Remember when you were but a wee slip of a lad or lassie? What was that one school assignment that each of dreaded upon our return to the halls of learning in September? We dreaded this assignment not because it was difficult, but because it meant that our summer vacation was at an end, and that we were headed back to our neighborhood school.
That assign was quiet simply, "What I did during my summer vacation." If you are like me, memories of that assignment have grown dimmer by the year. For me memories of those end-of-summer assignments are in the 45-50 year-old range. Even so, I now think that there was great value in that simple assignment. If we think about it, we can now see that an assignment such as that had some really valuable learning tools at its core.

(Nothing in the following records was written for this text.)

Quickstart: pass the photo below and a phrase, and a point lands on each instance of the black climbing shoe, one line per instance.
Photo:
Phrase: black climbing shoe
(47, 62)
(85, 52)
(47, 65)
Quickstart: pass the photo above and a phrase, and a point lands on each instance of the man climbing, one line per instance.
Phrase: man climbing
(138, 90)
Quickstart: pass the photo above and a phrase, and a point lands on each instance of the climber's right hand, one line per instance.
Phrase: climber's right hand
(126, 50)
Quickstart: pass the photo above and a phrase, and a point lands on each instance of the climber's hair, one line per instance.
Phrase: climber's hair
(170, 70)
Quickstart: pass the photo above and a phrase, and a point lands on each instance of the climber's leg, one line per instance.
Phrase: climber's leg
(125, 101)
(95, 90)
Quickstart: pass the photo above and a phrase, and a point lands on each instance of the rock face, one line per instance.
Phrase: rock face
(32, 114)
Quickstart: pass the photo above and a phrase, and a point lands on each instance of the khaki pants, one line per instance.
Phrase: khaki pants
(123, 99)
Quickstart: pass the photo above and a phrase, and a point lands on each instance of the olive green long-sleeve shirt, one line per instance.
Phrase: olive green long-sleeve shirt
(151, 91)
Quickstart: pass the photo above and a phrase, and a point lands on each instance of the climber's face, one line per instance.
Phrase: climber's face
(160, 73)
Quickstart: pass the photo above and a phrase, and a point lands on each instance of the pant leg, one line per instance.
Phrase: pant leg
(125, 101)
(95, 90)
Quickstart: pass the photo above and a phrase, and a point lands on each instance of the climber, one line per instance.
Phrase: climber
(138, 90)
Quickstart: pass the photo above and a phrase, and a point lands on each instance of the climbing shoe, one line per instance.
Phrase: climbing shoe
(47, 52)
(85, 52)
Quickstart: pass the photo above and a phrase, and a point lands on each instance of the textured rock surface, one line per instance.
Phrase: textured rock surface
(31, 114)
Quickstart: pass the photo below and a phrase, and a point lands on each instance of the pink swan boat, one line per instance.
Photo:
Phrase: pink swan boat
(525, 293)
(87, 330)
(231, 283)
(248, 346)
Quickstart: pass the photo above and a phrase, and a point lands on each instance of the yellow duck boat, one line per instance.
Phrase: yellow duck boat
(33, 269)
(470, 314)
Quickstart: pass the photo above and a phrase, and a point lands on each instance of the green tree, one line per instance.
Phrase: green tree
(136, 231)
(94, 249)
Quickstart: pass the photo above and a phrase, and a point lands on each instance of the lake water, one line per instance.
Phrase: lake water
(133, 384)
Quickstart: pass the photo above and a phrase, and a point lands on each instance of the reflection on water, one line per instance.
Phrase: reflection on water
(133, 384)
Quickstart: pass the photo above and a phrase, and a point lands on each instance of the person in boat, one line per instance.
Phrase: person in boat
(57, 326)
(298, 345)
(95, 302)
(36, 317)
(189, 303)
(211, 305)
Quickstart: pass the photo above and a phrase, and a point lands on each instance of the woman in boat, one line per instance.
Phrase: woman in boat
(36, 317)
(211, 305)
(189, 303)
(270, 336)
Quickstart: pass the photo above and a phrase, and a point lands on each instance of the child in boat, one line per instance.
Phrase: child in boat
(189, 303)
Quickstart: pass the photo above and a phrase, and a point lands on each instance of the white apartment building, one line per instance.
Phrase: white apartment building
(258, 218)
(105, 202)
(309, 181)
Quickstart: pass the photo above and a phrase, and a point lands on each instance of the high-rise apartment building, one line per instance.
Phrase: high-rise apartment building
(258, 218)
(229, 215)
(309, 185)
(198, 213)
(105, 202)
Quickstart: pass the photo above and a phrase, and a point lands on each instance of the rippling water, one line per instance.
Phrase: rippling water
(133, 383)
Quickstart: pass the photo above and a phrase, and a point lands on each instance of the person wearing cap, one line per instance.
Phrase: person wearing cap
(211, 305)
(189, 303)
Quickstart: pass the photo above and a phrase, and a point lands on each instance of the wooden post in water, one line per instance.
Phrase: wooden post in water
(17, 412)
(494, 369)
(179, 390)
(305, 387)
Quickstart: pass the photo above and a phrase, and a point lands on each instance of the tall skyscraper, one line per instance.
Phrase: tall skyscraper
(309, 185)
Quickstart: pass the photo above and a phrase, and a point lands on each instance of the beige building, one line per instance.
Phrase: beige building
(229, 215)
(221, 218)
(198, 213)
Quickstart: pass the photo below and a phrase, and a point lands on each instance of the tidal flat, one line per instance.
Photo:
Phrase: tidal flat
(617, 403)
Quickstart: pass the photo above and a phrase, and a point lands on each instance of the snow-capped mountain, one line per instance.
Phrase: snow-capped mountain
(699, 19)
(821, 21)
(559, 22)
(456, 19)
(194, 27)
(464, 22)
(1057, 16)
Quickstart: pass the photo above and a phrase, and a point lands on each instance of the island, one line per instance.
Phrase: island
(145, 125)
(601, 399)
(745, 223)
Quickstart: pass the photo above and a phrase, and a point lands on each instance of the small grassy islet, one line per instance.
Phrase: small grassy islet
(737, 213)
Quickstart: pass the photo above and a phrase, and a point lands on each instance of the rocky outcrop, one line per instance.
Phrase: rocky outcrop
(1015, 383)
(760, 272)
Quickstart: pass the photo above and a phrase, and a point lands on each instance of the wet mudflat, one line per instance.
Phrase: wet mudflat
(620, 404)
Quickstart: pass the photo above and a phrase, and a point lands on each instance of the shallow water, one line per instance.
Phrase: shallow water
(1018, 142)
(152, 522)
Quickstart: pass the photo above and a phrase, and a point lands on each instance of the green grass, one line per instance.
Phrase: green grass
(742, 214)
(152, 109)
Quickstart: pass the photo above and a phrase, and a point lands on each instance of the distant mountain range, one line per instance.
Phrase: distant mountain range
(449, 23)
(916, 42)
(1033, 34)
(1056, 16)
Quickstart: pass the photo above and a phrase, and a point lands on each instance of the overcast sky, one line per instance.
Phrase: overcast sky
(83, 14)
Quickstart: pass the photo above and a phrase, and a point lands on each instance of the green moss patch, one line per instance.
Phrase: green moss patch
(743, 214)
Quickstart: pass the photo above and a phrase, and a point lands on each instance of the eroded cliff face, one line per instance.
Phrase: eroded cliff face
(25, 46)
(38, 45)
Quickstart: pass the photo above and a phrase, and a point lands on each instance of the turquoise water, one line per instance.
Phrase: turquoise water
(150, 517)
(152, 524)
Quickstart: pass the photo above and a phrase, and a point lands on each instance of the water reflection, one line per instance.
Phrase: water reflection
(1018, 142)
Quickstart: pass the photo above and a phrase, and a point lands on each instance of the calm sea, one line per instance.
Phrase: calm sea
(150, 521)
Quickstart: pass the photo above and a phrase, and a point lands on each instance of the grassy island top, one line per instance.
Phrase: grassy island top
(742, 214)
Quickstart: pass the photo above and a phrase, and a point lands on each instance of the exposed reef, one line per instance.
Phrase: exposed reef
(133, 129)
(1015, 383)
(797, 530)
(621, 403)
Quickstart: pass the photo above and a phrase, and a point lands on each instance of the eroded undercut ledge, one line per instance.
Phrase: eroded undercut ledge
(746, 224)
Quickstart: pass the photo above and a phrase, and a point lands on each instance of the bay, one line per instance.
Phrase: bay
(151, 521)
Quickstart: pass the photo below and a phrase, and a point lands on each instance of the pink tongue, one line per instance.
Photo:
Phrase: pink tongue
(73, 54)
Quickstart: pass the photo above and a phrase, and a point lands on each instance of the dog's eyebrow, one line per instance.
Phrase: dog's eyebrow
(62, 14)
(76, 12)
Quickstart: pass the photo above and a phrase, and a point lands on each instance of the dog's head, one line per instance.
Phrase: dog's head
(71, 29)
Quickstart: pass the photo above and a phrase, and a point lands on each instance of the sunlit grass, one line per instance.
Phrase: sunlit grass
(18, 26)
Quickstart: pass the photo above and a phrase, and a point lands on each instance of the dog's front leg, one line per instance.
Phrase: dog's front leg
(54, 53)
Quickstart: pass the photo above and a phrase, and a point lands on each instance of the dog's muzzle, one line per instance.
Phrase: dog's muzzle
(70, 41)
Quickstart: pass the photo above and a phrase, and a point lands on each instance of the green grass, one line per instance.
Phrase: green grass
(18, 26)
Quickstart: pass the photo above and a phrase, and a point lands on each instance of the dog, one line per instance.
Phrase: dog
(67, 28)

You and I were being asked to think. You and I were being challenged to exercise our memory banks. We had to distill the essence of our lived experience into a series of cogent thoughts. We then had to place those thoughts into an orderly sequence and reduce them to writing. In some cases, our oral delivery skills were challenged when the teacher asked us to read our reports to the class.
I bet you didn't realize the importance of that simple assignment. Relax, you are not alone. Many of our greatest discoveries and achievements in life come only after a great deal of reflection and the actual living of that life. In this week's commentary, I want to share how a number of different people spent their summer vacations.
President Bush learned during his summer vacation that all was not well with his nation's disaster response program. Michael Brown learned that running a horse association was not enough to prepare a man to run a disaster response operation. All of us learned about a tough, cigar-smoking U.S. Army General named Honore who spent his summer bringing order from chaos in the Gulf Region. Dave Paulison enjoyed his last quiet summer for the next few years.
Speaking for my buddy Jack Peltier and myself, we spent our summer vacation on the road. Over the course of successive weeks we found ourselves in Baltimore, Maryland, McConnellsburg, Pennsylvania, Denver, Colorado, and Wildwood, New Jersey. We were with our buddies Jim Cubbage and Steve Austin from Delaware and we were on the stump for the issue of Highway Safety.
We met with people from all around the United States. Our mission was to share the message that it is dangerous for all of our people who are operating out there on the highways. We spoke of the many training tips that our fire, EMS, and police associates need to know in order to remain safe while operating on the highways and byways of the world.
My travels then continued with a short jaunt up to scenic Lake Placid, New York at the request of my friend Ed Carpenter, President of the Fireman's Association of the State of New York. It was there during my keynote address to the 133rd Annual Convention of FASNY that I premiered the findings of my doctoral dissertation for Capella University in Minneapolis.
The words of my speech spoke to the five primary issues I identified which are hindering retention of members in the volunteer fire service. I shall share more on these thoughts with you in the future. To say that I am thankful to Ed for allowing me to share my findings with his membership is an understatement. For you see, Ed's theme for the year was Recruiting and Retention. It was a great match and it worked out very well.
There are others out there across America who spent their summers in pursuit of goals that benefited the fire service. Some agendas were laid out by fraternal and professional organizations. Some were created by people who know how to interact with the government of our nation. Others came to be through the efforts of dedicated fire service people who wished to provide a service to their communities.